Friday, March 27, 2026

CHAPTER 17

Lonnie Donegan And His Skiffle Group – Putting On The Style / Gamblin' Man  – Vinyl (10", 78 RPM, Single), 1957 [r11350356] | Discogs 
London Palladium - Wikipedia
 
#84: LONNIE DONEGAN AND HIS SKIFFLE GROUP

"Gamblin' Man"

From the 78 rpm disc "Gamblin' Man/Puttin' On The Style"

Released: August 1957
 
 
The man is at the end of his tether. He has gambled everywhere he's been, which is pretty much everywhere. But he's run out of luck. Maybe he tried gaming the saloons and was lucky to escape with his limbs and life intact when caught out.
 
But then he meets this woman in Washington and she wants in, even though she, and more vocally her mother, know exactly what type of man he is. She doesn't care. She's attracted to the transient glamour. Farmers spend too much time in the rain, never wear a gold watch and chain. Train drivers? They always lie. The gambler's mien may be bullshit, but she appreciates and is attracted by it; see Jeanne Moreau and Claude Mann in the film La baie des anges. It is an adventure and, whatever becomes of her and her gambler, will never, ever be boring, which is what life should be constructed to avoid.
 
The singer begins his song rubato, patiently outlining his own impending doom, mourning his messed-up self. But there's a light at the end of this tunnel and it isn't the Rock Island Line train coming to mow him down.

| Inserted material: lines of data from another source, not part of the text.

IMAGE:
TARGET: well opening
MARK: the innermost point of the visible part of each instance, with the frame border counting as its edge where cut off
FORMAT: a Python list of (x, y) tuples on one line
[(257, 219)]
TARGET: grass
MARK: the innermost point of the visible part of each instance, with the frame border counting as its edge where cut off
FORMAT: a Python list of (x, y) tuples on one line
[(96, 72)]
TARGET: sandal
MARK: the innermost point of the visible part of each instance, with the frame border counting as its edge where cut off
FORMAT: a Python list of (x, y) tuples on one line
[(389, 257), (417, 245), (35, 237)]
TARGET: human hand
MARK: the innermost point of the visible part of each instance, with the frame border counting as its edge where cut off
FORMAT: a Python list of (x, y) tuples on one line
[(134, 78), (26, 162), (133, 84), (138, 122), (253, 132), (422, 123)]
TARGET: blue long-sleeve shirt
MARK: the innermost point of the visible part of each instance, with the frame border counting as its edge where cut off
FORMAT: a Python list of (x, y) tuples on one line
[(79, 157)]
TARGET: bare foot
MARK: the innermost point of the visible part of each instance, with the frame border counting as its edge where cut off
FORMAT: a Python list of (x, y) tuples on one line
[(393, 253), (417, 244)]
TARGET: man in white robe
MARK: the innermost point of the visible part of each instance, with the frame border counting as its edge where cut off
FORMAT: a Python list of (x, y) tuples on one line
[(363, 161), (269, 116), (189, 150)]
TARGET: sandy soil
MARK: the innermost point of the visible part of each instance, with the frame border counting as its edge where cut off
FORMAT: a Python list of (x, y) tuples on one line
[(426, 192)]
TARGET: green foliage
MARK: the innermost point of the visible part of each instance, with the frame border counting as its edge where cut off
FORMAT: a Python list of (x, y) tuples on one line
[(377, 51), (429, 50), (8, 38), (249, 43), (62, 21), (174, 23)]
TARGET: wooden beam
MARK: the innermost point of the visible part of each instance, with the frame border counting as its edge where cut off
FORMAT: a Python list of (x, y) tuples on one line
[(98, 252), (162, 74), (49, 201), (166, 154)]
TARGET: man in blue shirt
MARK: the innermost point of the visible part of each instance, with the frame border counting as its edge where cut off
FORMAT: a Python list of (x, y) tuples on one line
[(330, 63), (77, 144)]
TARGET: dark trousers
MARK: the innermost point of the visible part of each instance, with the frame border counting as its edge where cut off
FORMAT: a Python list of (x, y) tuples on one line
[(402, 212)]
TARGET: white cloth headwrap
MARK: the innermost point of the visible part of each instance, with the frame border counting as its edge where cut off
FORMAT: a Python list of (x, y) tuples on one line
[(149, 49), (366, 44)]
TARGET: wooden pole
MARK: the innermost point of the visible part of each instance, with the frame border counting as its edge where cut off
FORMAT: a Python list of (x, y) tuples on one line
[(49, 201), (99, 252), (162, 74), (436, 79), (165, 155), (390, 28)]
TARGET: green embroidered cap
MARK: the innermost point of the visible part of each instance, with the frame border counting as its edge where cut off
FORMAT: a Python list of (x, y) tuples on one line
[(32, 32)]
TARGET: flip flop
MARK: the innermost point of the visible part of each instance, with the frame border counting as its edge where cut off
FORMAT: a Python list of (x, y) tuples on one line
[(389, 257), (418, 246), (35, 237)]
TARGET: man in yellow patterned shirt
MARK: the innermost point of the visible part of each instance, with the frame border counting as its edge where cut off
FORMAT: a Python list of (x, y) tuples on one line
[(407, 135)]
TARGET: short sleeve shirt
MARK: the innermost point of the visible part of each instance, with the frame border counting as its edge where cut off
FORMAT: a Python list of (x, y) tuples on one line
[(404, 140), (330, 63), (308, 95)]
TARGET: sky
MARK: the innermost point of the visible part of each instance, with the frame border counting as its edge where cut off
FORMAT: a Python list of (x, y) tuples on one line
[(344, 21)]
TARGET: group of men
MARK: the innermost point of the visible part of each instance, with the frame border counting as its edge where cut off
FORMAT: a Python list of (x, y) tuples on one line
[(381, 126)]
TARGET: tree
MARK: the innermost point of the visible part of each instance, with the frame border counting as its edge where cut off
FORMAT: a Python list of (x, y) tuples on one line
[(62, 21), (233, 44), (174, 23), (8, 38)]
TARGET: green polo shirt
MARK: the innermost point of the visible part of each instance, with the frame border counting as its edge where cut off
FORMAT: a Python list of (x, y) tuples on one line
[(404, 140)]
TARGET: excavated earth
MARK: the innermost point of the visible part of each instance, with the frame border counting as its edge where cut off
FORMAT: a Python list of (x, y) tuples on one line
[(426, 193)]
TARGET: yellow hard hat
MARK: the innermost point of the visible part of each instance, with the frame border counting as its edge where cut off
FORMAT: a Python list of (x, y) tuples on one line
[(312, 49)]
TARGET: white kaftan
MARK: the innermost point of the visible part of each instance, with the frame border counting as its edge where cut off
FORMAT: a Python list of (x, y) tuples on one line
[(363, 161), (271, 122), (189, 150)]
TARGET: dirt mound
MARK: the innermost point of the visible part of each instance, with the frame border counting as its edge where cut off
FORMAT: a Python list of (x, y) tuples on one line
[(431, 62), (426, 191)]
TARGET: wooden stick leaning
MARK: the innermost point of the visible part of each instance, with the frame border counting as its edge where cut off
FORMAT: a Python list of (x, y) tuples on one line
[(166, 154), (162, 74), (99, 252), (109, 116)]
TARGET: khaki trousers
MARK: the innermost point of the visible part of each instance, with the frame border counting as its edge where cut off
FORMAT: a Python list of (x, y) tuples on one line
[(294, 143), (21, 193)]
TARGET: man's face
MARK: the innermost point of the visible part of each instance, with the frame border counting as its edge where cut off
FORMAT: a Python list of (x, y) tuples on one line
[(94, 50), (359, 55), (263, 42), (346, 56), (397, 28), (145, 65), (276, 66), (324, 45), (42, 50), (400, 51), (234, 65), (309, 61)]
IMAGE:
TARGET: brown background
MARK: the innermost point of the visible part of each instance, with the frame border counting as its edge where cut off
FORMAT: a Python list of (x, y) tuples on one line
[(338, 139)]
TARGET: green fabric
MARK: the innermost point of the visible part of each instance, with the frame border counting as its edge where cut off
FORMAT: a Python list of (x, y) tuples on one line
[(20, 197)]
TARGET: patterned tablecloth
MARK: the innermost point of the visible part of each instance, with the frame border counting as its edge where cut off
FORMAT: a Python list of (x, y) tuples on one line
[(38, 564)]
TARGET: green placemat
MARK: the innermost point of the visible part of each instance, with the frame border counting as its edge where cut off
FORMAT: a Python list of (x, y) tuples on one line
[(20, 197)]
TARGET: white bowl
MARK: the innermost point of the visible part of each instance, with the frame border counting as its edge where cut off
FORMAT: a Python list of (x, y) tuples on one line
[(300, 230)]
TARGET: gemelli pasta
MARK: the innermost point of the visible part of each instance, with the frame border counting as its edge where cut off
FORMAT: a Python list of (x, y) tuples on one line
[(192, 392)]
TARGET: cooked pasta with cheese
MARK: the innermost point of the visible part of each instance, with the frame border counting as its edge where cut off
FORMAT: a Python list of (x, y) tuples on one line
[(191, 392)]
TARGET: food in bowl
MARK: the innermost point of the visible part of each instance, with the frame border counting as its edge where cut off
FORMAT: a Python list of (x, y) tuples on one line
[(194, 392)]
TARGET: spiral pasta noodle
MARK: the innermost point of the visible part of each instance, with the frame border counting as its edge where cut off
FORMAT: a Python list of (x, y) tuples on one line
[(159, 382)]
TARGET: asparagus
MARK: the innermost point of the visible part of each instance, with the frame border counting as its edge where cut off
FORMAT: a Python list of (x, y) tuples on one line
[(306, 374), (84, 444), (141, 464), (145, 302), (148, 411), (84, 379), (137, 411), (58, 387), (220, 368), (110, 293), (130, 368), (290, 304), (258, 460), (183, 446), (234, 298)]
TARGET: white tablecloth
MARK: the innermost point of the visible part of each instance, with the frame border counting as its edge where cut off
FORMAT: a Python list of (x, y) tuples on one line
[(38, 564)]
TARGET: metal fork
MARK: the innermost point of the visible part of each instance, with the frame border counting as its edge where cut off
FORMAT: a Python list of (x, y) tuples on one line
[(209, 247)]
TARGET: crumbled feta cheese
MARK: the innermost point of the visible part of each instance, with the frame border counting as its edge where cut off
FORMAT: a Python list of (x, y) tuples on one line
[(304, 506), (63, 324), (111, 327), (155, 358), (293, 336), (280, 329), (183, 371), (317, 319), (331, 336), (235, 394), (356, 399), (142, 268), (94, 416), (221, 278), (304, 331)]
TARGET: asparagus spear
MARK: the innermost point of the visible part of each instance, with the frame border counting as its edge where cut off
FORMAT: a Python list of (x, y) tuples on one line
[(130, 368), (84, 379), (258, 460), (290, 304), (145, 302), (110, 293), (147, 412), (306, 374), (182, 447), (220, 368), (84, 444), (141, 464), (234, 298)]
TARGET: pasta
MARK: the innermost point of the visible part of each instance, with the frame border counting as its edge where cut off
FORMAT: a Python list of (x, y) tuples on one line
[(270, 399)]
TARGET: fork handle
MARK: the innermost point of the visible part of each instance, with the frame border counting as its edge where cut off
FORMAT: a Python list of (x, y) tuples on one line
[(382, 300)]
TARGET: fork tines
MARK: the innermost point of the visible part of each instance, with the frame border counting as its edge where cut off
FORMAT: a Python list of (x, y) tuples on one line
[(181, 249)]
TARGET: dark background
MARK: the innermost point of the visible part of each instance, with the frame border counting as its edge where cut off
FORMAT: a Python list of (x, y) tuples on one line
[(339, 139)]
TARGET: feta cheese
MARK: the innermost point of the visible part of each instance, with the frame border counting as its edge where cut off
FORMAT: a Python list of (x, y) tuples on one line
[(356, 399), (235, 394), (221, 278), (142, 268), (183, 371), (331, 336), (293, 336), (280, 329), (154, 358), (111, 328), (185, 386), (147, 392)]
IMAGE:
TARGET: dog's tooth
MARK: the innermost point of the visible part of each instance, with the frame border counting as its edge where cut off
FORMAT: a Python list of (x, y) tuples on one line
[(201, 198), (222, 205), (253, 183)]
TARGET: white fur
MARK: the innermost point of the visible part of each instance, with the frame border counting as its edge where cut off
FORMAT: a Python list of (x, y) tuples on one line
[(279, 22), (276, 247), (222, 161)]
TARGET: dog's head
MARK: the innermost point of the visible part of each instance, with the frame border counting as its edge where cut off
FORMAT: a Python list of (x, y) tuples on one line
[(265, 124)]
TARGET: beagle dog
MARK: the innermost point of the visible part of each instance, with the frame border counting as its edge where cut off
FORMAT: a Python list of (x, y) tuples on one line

His voice moves from austere to enthused, the fast tempo comes into view, life is being restored to him with those expectant finger snaps and the excited, Christmas morning whisper of "many more weeks than three."
 
The song picks up like the most efficiently insolent of express trains. One by one the cancellation options present themselves only to be briskly ironed out of existence by the music's growing stampede - the accelerating snare drum, backing vocals that side of androgyny. The song's pace just keeps on gathering until the ecstasy of tongues transmutates into ejaculatory babble "HEY JIMMY!" roars the Glaswegian barely buried beneath the singer's smart suit and Cockney tones, and lead guitar, bass and drums form a battering ram ("HOW-A-BOUT-THAAAAAT?").
 
The piledriving increases until practically all that is left is practised incoherence. This song is erupting beyond the boundaries of politesse. There are no barriers left; the two of them have broken them all down. Little is now readily comprehensible in the song, with everyone rushing to batter down that wall of restraint and reason, other than a suddenly clear "STRAIGHT IN EVERY NERVE," as straight down the middle as Bing Crosby's golfing technique.
 
They have gotten away with it, these two, and are gloriously happy. The climactic "MA-AA-AA-AA-AN" gives birth to the future, and the musicians joyfully collide with this dimension before collapsing and reassembling in others. They will gamble, and therefore live, forever, and the audience you didn't hear before are firmly behind them. They cannot, and will not, die. They have won.
 
In childhood I didn't know Lonnie Donegan as anything other than a comedic light entertainer who came on peaktime or children's television to sing comic songs about dustmen and chewing gum. It wasn't until later that I realised what skiffle had been, and how immense an irruption into the achingly chuckling world of Alma Cogan and Dickie Valentine it proved. In 1957 his music must have felt like it was detonating the residue of war memorial clinging.
 
"Gamblin' Man" was a modified arrangement of a folk song by Woody Guthrie and was half of a double-sided disc recorded live at the London Palladium - at the heart of the fortress of reaction. The other side was a vaudevillian ditty called "Puttin' On The Style" which made affectionate fun of Kids These Days and perhaps outlined the path Donegan would eventually take. In fairness it probably got the bulk of radio airplay. But anyone who bought it would be faced with the Rosicrucian apocalypse of "Gamblin' Man" on the other side.
 
Although the record carries production credits for Alan A Freeman (an Australian producer, not to be confused with the Australian disc jockey Alan "Fluff" Freeman) and Michael Barclay, the real recording work was done by a rabid young engineer, sitting in the audience, crouching down over his equipment and watching dazed as the volume pointers stayed firmly in the red. So the sound is alternately focused and fuzzed. The young engineer's name was Joe Meek, someone who was already always there when something different needed doing.
 
And this record, this performance, was definitively and defyingly different. That final "MA-AA-AA-AA-AN," bleated like a newly-born lamb by a Glaswegian man who in hindsight looks like the father of Billy Bragg, gives birth to the voice of John Lydon, to the end of reserve. The lead guitarist was Jimmy Currie. The breathless backing vocals were by household middle-of-the-middle-of-the-road duo Miki and Griff. The whole experience is as if Donegan had decided to yell "I DOUBLE DARE YOU MOTHERFUCKING BRITAIN TO POP!" Pop as in, to protect other people, as well as to burst, or shine.